2. Keep all planning documents current
Your estate planning documents should be updated whenever there is a change in your financial status or relationships with others. For example, if you have a child who is about to go to college, you might want to update your trust documents so that another set of hands can manage the bank accounts and investments after the child graduates. Look at these changes as an opportunity to make all of your planning documents even stronger.
3. Account for taxes
To avoid the stress of calculating taxes, you may want to find out what you can afford to do and work with your estate attorney or accountant. You may also want to consider using property-tax deferral accounts on your home, letting the account grow for a while, and taking a portion of that money out for yourself when it comes time for you to pay the taxes.

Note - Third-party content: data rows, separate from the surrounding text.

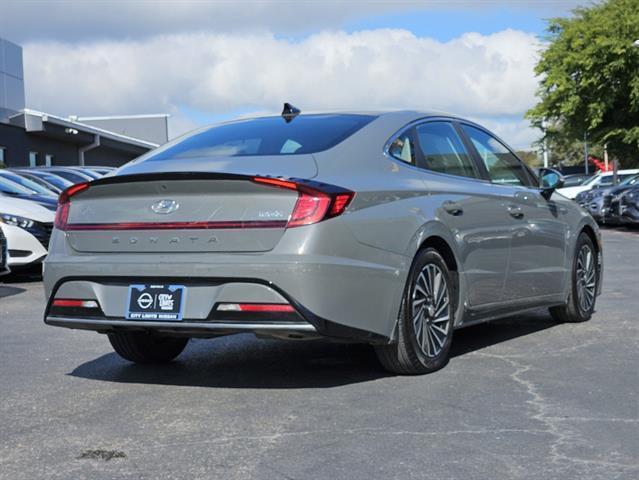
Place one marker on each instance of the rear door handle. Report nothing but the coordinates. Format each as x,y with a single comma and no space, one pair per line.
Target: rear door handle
453,208
515,211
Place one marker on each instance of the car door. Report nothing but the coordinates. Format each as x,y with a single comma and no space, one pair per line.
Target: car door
464,202
537,265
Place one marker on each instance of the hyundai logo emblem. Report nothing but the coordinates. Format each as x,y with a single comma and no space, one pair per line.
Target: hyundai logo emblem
164,207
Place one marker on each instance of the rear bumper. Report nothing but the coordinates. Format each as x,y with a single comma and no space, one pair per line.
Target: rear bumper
24,248
187,328
202,319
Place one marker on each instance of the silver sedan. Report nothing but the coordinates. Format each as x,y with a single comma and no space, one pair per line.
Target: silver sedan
392,229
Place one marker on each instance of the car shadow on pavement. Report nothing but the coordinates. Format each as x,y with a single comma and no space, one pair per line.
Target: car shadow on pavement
243,361
484,335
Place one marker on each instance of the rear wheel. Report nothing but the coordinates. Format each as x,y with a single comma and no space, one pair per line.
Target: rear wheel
581,302
425,326
141,347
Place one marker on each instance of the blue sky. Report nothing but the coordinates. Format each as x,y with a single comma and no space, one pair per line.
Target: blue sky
207,61
446,24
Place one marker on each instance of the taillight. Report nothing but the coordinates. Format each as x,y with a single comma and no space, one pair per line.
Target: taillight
64,203
313,204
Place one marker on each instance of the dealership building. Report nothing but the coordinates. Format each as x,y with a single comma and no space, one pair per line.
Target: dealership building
33,138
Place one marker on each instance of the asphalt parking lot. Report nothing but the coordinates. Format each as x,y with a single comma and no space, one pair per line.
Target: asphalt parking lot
521,398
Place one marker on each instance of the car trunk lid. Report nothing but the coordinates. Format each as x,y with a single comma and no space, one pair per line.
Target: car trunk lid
179,212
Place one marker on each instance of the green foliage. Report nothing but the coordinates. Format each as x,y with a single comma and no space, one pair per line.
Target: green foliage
590,79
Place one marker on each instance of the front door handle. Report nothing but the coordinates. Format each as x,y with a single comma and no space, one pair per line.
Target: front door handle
453,208
515,211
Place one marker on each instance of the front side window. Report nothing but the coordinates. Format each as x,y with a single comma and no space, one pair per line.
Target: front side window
502,166
442,150
264,136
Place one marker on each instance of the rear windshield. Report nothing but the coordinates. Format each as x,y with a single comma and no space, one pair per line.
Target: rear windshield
265,136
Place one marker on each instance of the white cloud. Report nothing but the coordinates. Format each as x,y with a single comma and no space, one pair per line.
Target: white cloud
24,20
474,75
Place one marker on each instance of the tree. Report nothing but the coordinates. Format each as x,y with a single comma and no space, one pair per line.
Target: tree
589,79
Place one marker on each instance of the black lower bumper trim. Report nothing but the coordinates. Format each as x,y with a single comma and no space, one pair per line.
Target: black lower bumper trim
320,326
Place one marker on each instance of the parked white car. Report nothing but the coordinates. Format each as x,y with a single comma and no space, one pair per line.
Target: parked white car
602,179
27,226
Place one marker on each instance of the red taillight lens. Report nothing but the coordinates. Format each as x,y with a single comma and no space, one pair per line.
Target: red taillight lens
73,303
313,205
255,307
64,203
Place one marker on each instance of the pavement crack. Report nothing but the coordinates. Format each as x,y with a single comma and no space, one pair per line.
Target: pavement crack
540,407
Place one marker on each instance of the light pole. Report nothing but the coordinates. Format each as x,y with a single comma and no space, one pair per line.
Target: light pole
586,150
543,126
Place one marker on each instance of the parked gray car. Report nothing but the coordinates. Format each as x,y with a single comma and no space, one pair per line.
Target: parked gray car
392,229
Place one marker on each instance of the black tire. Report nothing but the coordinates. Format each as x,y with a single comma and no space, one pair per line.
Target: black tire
574,311
141,347
408,355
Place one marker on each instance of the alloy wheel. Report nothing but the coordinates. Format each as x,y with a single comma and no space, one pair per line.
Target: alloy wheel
586,278
430,310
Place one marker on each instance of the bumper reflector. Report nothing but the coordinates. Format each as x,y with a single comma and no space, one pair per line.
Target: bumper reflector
73,303
254,307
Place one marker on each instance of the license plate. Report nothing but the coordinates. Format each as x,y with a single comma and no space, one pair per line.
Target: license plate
156,302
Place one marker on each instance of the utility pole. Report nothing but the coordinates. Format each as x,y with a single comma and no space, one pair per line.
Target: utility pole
543,126
586,151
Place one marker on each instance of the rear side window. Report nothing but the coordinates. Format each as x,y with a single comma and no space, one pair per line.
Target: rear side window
442,150
265,136
502,166
403,148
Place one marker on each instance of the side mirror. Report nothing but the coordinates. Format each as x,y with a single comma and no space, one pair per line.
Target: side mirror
549,180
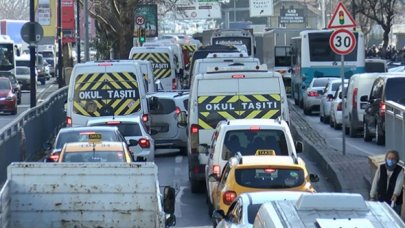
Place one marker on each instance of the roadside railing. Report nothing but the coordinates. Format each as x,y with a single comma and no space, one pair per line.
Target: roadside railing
23,138
395,127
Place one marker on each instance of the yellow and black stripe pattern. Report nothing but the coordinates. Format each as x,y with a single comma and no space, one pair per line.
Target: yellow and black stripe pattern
106,94
160,63
213,109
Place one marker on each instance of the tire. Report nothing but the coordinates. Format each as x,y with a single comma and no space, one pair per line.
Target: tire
379,138
366,135
196,186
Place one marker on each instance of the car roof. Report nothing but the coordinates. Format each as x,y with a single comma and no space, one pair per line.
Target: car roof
266,196
270,160
85,146
92,128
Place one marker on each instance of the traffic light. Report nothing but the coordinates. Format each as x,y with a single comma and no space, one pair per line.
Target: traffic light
142,35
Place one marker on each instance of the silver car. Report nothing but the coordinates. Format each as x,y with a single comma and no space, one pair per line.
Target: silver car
312,95
132,129
165,129
327,98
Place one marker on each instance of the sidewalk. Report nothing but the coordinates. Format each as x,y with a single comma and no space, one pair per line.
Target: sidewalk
349,173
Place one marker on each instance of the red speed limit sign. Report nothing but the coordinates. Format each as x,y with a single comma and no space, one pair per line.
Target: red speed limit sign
342,41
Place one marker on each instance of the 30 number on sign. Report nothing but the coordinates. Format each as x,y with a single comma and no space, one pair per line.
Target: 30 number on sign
342,41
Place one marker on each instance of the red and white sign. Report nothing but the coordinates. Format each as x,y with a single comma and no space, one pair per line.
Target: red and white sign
341,18
342,41
140,20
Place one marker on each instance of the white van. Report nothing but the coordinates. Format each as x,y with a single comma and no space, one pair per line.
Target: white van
163,64
359,85
222,60
229,93
106,89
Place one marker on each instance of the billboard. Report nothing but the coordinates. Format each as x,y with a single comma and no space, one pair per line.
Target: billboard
146,18
261,8
45,15
198,9
68,21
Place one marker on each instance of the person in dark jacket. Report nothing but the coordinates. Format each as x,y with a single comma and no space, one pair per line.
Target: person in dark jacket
388,181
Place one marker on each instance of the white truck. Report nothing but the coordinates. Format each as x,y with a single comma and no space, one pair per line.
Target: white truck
85,195
327,210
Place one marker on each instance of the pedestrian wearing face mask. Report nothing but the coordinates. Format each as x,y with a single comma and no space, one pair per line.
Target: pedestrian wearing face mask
388,181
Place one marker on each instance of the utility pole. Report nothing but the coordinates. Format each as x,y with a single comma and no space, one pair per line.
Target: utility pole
33,81
78,30
86,31
59,35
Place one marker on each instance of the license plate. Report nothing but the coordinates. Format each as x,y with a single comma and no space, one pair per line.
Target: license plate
265,152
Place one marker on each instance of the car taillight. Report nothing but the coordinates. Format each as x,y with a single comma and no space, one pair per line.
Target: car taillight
216,170
68,121
339,107
177,111
381,111
194,128
354,98
174,84
313,94
229,197
144,143
145,118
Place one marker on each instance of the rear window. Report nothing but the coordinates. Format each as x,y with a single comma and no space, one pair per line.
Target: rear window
165,106
252,142
77,136
98,156
269,177
394,90
320,82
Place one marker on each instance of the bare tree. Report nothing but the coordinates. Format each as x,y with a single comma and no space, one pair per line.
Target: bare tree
14,9
115,21
382,12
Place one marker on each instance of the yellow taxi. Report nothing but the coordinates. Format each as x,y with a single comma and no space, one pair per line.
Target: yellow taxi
95,151
260,173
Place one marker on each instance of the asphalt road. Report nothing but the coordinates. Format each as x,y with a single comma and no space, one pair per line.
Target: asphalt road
42,92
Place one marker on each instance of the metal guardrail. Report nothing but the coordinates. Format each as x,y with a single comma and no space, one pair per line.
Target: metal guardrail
395,127
24,137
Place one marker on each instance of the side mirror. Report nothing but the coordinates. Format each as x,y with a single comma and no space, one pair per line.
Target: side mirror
313,177
203,148
182,119
299,147
218,215
132,142
213,177
153,103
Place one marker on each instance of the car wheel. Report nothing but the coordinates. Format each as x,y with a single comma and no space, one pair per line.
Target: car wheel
196,186
379,138
366,134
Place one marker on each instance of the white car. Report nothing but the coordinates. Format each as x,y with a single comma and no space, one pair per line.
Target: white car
327,98
131,128
336,109
243,210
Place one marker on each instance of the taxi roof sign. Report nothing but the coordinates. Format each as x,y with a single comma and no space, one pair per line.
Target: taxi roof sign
94,138
341,18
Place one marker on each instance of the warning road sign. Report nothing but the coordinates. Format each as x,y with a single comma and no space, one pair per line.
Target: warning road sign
341,18
342,41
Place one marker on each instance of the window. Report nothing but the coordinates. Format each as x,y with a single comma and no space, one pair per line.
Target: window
251,142
269,177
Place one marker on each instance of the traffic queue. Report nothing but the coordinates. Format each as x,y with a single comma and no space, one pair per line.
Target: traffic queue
218,105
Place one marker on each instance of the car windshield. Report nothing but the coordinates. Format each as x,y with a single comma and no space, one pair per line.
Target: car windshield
23,70
254,142
82,136
4,84
97,156
269,177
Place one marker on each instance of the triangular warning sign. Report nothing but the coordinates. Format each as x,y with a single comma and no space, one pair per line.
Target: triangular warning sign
341,18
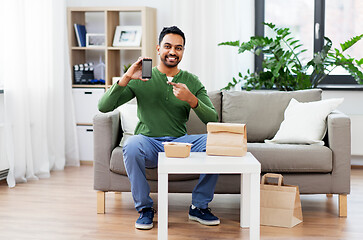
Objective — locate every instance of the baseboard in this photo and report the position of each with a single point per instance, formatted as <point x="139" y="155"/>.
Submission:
<point x="86" y="162"/>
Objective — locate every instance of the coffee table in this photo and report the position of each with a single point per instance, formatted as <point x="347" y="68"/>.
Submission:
<point x="200" y="162"/>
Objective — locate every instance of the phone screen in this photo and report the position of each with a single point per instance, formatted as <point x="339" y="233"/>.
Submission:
<point x="146" y="68"/>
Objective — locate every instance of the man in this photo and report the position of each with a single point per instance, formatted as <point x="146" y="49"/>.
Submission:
<point x="164" y="104"/>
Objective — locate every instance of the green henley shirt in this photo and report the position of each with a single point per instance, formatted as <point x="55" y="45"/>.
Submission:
<point x="160" y="113"/>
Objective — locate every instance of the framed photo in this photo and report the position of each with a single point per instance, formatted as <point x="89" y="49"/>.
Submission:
<point x="95" y="39"/>
<point x="127" y="36"/>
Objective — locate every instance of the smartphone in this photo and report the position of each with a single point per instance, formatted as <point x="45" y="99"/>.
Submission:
<point x="146" y="68"/>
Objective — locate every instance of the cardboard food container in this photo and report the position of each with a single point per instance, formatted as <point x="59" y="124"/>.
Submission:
<point x="226" y="139"/>
<point x="177" y="149"/>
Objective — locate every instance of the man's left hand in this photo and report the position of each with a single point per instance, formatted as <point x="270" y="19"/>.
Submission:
<point x="182" y="92"/>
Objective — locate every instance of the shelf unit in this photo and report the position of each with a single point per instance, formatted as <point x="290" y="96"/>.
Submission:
<point x="112" y="17"/>
<point x="105" y="20"/>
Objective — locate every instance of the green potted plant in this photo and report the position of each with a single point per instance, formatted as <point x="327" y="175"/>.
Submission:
<point x="282" y="68"/>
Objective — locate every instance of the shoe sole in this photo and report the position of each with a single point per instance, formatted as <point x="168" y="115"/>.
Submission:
<point x="204" y="222"/>
<point x="144" y="226"/>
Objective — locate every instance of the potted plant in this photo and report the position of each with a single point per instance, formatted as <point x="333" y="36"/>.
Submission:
<point x="282" y="68"/>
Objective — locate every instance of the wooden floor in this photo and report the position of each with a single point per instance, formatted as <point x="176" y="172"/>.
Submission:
<point x="64" y="207"/>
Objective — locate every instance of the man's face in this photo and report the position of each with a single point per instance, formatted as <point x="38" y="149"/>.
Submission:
<point x="171" y="50"/>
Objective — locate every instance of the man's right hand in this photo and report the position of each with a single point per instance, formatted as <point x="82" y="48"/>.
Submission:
<point x="134" y="72"/>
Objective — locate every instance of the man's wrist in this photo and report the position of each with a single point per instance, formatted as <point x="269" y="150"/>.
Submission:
<point x="194" y="102"/>
<point x="124" y="80"/>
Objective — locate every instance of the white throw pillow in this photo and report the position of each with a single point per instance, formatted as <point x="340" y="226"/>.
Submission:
<point x="129" y="120"/>
<point x="305" y="123"/>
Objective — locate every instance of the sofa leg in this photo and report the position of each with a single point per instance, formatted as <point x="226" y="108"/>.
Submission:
<point x="343" y="205"/>
<point x="101" y="202"/>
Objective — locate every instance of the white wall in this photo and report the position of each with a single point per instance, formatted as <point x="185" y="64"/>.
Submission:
<point x="3" y="163"/>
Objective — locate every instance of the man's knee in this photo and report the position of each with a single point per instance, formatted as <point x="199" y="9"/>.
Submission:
<point x="133" y="145"/>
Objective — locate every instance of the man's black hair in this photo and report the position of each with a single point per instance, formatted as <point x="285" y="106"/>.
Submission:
<point x="173" y="30"/>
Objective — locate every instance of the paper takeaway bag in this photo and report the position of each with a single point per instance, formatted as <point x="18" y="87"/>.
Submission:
<point x="226" y="139"/>
<point x="280" y="204"/>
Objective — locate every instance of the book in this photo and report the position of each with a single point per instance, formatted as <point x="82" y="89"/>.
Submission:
<point x="80" y="34"/>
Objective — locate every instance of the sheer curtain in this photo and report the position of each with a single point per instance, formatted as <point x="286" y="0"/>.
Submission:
<point x="40" y="130"/>
<point x="207" y="23"/>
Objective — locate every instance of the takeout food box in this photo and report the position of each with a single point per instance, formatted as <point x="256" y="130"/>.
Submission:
<point x="177" y="149"/>
<point x="226" y="139"/>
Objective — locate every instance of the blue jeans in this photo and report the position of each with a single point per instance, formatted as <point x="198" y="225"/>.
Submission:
<point x="141" y="152"/>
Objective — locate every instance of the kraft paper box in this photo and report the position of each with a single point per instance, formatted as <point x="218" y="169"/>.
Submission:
<point x="280" y="204"/>
<point x="226" y="139"/>
<point x="177" y="149"/>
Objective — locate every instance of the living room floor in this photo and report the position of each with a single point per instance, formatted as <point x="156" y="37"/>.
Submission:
<point x="64" y="207"/>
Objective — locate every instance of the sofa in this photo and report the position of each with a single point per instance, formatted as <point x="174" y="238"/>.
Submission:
<point x="316" y="169"/>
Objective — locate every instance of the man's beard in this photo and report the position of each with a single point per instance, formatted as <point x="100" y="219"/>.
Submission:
<point x="165" y="61"/>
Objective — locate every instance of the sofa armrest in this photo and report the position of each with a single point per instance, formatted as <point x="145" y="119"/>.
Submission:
<point x="106" y="136"/>
<point x="339" y="139"/>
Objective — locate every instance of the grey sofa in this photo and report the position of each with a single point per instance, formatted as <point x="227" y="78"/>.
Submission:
<point x="315" y="169"/>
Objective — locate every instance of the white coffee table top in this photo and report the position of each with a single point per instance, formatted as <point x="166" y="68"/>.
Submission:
<point x="198" y="161"/>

4. Create a plan that works for you
It’s impossible to designate a successor trustee for every situation. You may find it better to designate a particular child as an alternate trustee instead of naming an alternate successor in your estate documents. The important thing is that you’re doing something rather than leaving these matters up to chance.
5. Document your will
If you are making a will, take the time to document why you are choosing to do so, who your beneficiaries are, and why those are important to you. You may not need it in an emergency, but it will help ensure that your wishes are respected when the time comes.
Preparing an estate plan is a vital step toward ensuring the financial future of your loved ones when you can no longer care for them. They’ll thank you when you’re gone.